Experience it Oct. 30, 31, Nov.5–7 at 7:30 p.m. and Nov. 1 and 7 at 2 p.m. Rossini’s La Cenerentola becomes the focus during the month of flowers and valentines playing Feb 5–6, and 11—13 at 7:30 p.m. with matinees on Feb. 7 and Valentine’s Day.
Rossini tells in arias and words how a humble girl and a disguised prince connect in the ultimate ashes to riches story.
Gluck’s Orfeo Ed Euridice, that ends the season, illustrates the belief that even the gods cannot break the bonds of true love.
It runs April 8-9 and 14-16 at 7:30, with 2 p.m. matinees April 10 and 17.
So there you have it. A nice assortment, maybe even better than Forest Gump’s chocolates.
The upcoming season marks 20 years for OH! successes.
It’s filled with diversity, showcasing operatic genius from past to present, from as early as 1762. Another appealing aspect of OH! productions is that the size of its hall fosters an intimate ambiance and comfortable seating. One of its goals is promoting emerging young singers while bringing affordable opera to the Greater Houston area.
Three price levels exist, based on seat choices. Season subscriptions range from $223 all the way to a frugal $49 for students, including fees. However, no student charges are available for the most desired gold locations, and the special pricing is only for those under age 17 with ID.
Seats are reserved and tickets can be exchanged for different performances, with no extra charges applying in most cases.
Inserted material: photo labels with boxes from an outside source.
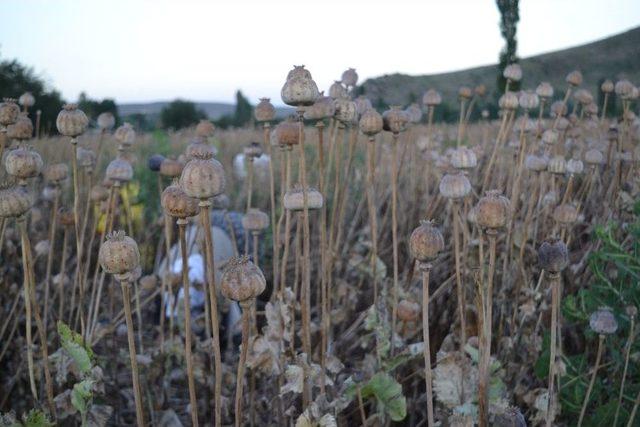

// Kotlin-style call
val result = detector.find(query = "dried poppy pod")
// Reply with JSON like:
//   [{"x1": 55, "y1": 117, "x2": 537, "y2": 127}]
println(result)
[
  {"x1": 0, "y1": 183, "x2": 33, "y2": 218},
  {"x1": 553, "y1": 203, "x2": 578, "y2": 226},
  {"x1": 7, "y1": 113, "x2": 33, "y2": 141},
  {"x1": 409, "y1": 220, "x2": 444, "y2": 262},
  {"x1": 98, "y1": 231, "x2": 140, "y2": 275},
  {"x1": 274, "y1": 118, "x2": 300, "y2": 148},
  {"x1": 498, "y1": 91, "x2": 520, "y2": 111},
  {"x1": 184, "y1": 138, "x2": 218, "y2": 160},
  {"x1": 105, "y1": 157, "x2": 133, "y2": 184},
  {"x1": 0, "y1": 98, "x2": 20, "y2": 126},
  {"x1": 439, "y1": 172, "x2": 471, "y2": 200},
  {"x1": 220, "y1": 256, "x2": 267, "y2": 303},
  {"x1": 333, "y1": 98, "x2": 358, "y2": 125},
  {"x1": 538, "y1": 238, "x2": 569, "y2": 273},
  {"x1": 180, "y1": 152, "x2": 226, "y2": 200},
  {"x1": 304, "y1": 92, "x2": 336, "y2": 120},
  {"x1": 342, "y1": 68, "x2": 358, "y2": 87},
  {"x1": 329, "y1": 80, "x2": 348, "y2": 99},
  {"x1": 382, "y1": 105, "x2": 409, "y2": 134},
  {"x1": 44, "y1": 163, "x2": 69, "y2": 184},
  {"x1": 353, "y1": 95, "x2": 373, "y2": 116},
  {"x1": 502, "y1": 64, "x2": 522, "y2": 82},
  {"x1": 113, "y1": 123, "x2": 136, "y2": 148},
  {"x1": 89, "y1": 184, "x2": 109, "y2": 202},
  {"x1": 565, "y1": 70, "x2": 582, "y2": 86},
  {"x1": 536, "y1": 82, "x2": 553, "y2": 99},
  {"x1": 398, "y1": 299, "x2": 421, "y2": 323},
  {"x1": 547, "y1": 155, "x2": 567, "y2": 175},
  {"x1": 283, "y1": 185, "x2": 324, "y2": 211},
  {"x1": 160, "y1": 158, "x2": 185, "y2": 178},
  {"x1": 196, "y1": 119, "x2": 216, "y2": 138},
  {"x1": 160, "y1": 184, "x2": 200, "y2": 219},
  {"x1": 76, "y1": 147, "x2": 96, "y2": 169},
  {"x1": 280, "y1": 65, "x2": 320, "y2": 107},
  {"x1": 253, "y1": 98, "x2": 276, "y2": 122},
  {"x1": 147, "y1": 154, "x2": 165, "y2": 172},
  {"x1": 458, "y1": 86, "x2": 473, "y2": 99},
  {"x1": 589, "y1": 307, "x2": 618, "y2": 335},
  {"x1": 449, "y1": 147, "x2": 478, "y2": 169},
  {"x1": 242, "y1": 142, "x2": 262, "y2": 159},
  {"x1": 584, "y1": 148, "x2": 604, "y2": 166},
  {"x1": 566, "y1": 159, "x2": 584, "y2": 175},
  {"x1": 56, "y1": 104, "x2": 89, "y2": 138},
  {"x1": 18, "y1": 92, "x2": 36, "y2": 110},
  {"x1": 422, "y1": 89, "x2": 442, "y2": 107},
  {"x1": 4, "y1": 147, "x2": 42, "y2": 181},
  {"x1": 96, "y1": 111, "x2": 116, "y2": 132},
  {"x1": 242, "y1": 208, "x2": 269, "y2": 233},
  {"x1": 476, "y1": 190, "x2": 511, "y2": 230},
  {"x1": 359, "y1": 109, "x2": 383, "y2": 137},
  {"x1": 542, "y1": 129, "x2": 558, "y2": 145},
  {"x1": 518, "y1": 90, "x2": 540, "y2": 110}
]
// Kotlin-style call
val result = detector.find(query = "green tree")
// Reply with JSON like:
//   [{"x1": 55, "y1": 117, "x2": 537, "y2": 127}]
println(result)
[
  {"x1": 496, "y1": 0, "x2": 520, "y2": 93},
  {"x1": 160, "y1": 99, "x2": 206, "y2": 129}
]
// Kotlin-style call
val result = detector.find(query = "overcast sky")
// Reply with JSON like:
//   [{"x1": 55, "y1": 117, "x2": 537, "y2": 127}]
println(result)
[{"x1": 0, "y1": 0, "x2": 640, "y2": 103}]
Subscribers also receive invitations for private events reserved only for them.
Deadline for renewal for current subscribers is June 25, and of course unforeseen production changes may become unavoidable.
For more information or to subscribe, go to www.OPERAINTHEHEIGHTS.ORG, call 713-861-5303, or mail check to P. O. box 7887, Houston 77270-7887.
During this 20th anniversary celebration, comes the exclusive Overture! festivity in September, with tickets on sale July 1. There also are some young professional events where rising stars mix and mingle with those of similar ambitions.